De muy niño quería tener un loro. Creía que con un poco de entrenamiento podríamos sostener largas conversaciones. Deseé también la compañía de un chimpancé, que sería como un hermano a modo e iría conmigo al cine, tomado de la mano o colgado del cuello. Nunca se me ocurrió que perico y macaco podían opinar diferente, ni calculé que eventualmente ambos se sentirían tentados a hacerlo con las tripas y encima de mí. Que es lo que hacían las máquinas sobre la cabeza de mi amor propio, hasta que el papagayo vino a cambiar las cosas. Nunca he simpatizado con el fanatismo evangelizador propio de los apóstoles de la manzana, pero a la MacBook para ser perfecta sólo le falta pararse en mi hombro.
A veces, mientras puede, la iguana se defiende. Me habla al oído, intenta confundirme. Hoy, antes de trabarse, puso en duda los mitos que ubican a Bill Gates en el papel de Príncipe de las Tinieblas. ¿Quién creería a Don Sata, viejo experto en el arte de facilitar las cosas, capaz de diseñar un sistema operativo coronado de espinas y sembrado de cruces que hacen de los usuarios mártires meritorios? ¿No es verdad que las Mac son sospechosamente sencillas, al extremo de generar la dependencia propia de un miembro artificial? ¿Cómo explicar, aparte, esos diabólicos sistemas de comercialización global, sino mediante el tufo a azufre que despiden? ¿Cómo confiar en quien te ofrece una manzana?

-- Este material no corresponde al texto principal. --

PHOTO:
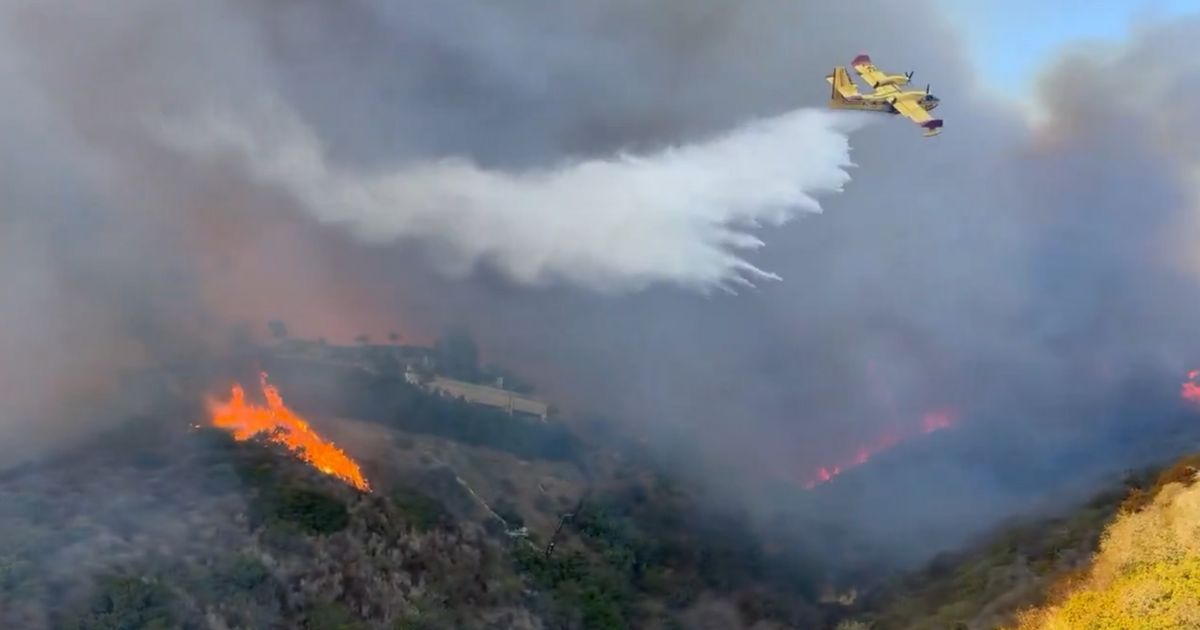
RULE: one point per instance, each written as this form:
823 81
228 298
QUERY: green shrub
127 604
331 617
315 511
419 510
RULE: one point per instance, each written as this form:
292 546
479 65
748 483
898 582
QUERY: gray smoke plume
1037 276
621 222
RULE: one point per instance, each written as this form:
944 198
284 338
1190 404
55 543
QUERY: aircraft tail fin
843 88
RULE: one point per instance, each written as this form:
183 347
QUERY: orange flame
931 421
245 420
1191 388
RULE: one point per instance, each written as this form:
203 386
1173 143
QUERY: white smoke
677 216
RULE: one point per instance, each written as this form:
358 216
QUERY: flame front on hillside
1191 388
931 421
245 420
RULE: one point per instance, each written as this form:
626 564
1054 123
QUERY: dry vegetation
1146 574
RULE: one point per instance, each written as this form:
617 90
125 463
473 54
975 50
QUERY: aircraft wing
918 114
868 70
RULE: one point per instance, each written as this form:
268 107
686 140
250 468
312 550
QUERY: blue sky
1011 40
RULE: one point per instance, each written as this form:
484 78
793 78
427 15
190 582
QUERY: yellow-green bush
1146 574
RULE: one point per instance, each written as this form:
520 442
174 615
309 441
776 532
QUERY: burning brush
244 420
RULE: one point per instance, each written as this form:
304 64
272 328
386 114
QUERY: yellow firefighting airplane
887 95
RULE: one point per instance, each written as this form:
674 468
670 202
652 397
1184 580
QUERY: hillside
1126 559
167 522
477 519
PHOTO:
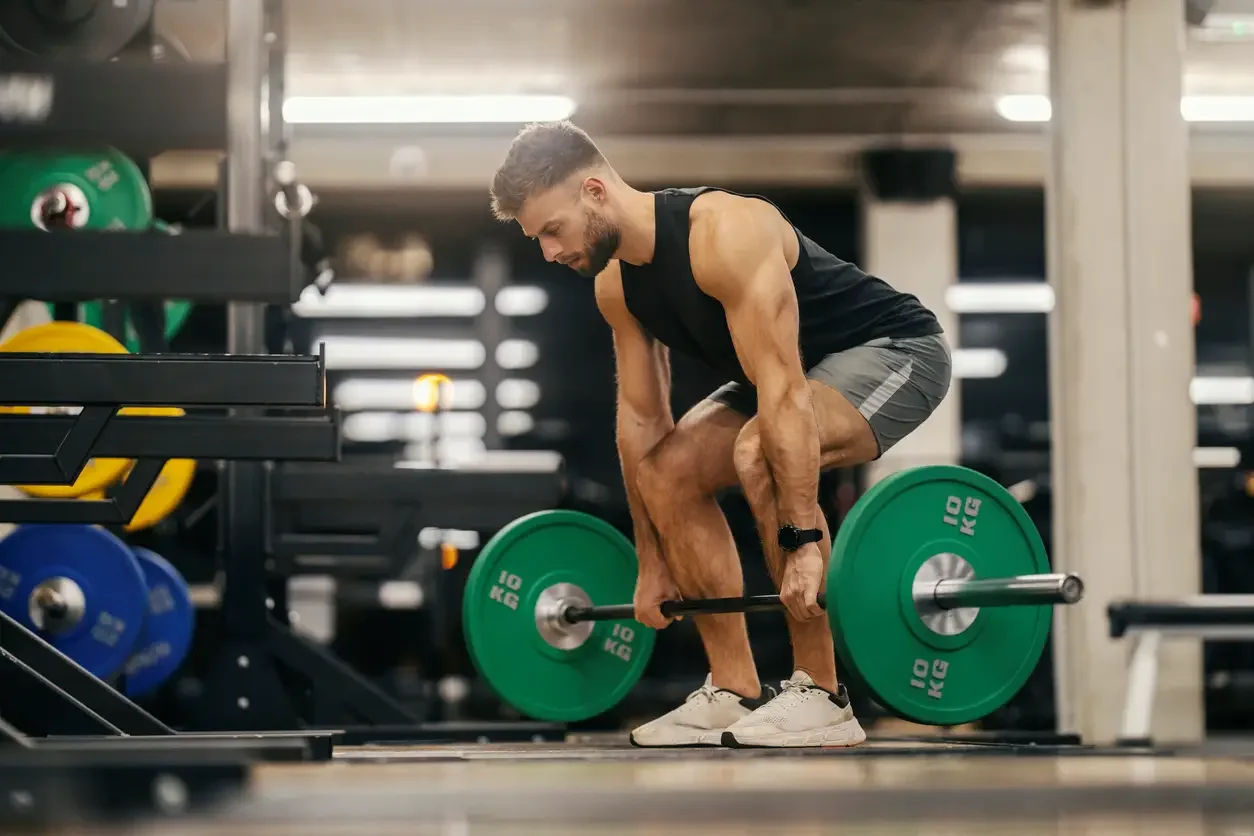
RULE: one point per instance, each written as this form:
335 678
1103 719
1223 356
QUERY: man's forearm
790 441
637 435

-Puede ser -concedí, mientras imaginaba al dueño de Microsoft en el papel de Cireneo del usuario-, pero entonces explícame qué más premio le va esperar en la otra vida al bendito de Windows que se porta bien. ¿Un Ipod Touch de 32 gigas?
Fue entonces que se trabó. Temo a veces que hasta una Silicon Graphics demuestra más sentido del humor y menos arrogancia que una Vaio de escritorio. Pero como decía, es otra especie. Iguandows, chimPC, dirán los manzanistas recalcitrantes. Ave María Purísima, sabrá el diablo si no soy ya uno de ellos.